Menuju konten utama

Komnas Perempuan: Penanganan Korban Kekerasan Seksual Tak Maksimal

Komnas Perempuan akui masih banyak kasus kekerasan maupun pelecehan seksual terhadap perempuan yang tak tertangani dengan baik.

Komnas Perempuan: Penanganan Korban Kekerasan Seksual Tak Maksimal
Ilustrasi Kekerasan Seksual. FOTO/iStockphoto

tirto.id - Ketua Komnas Perempuan Andy Yentriyani mengatakan kasus NWR merupakan sinyal darurat adanya keterbatasan layanan terhadap perempuan korban kekerasan.

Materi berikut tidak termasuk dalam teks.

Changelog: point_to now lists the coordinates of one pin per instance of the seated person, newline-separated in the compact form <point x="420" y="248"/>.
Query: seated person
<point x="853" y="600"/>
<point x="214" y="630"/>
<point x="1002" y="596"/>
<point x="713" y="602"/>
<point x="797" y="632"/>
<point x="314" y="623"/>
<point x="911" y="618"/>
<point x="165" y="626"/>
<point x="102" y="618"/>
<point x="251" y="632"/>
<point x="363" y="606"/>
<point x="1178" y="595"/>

"Kasus NWR yang mengemuka ini sekaligus alarm penting yang tidak boleh kita abaikan bagaimana keterbatasan layanan saat ini sudah memasuki masa genting, sehingga tidak dapat lagi menjangkau korban secepat dan dan setanggap yang dibutuhkan untuk dapat menopang pemulihan," kata Andy, dalam webinar bertajuk "Kekerasan terhadap Perempuan di Masa Pandemi COVID-19 di Indonesia Timur" yang diikuti secara daring, Kamis (9/12/2021) dilansir dari Antara.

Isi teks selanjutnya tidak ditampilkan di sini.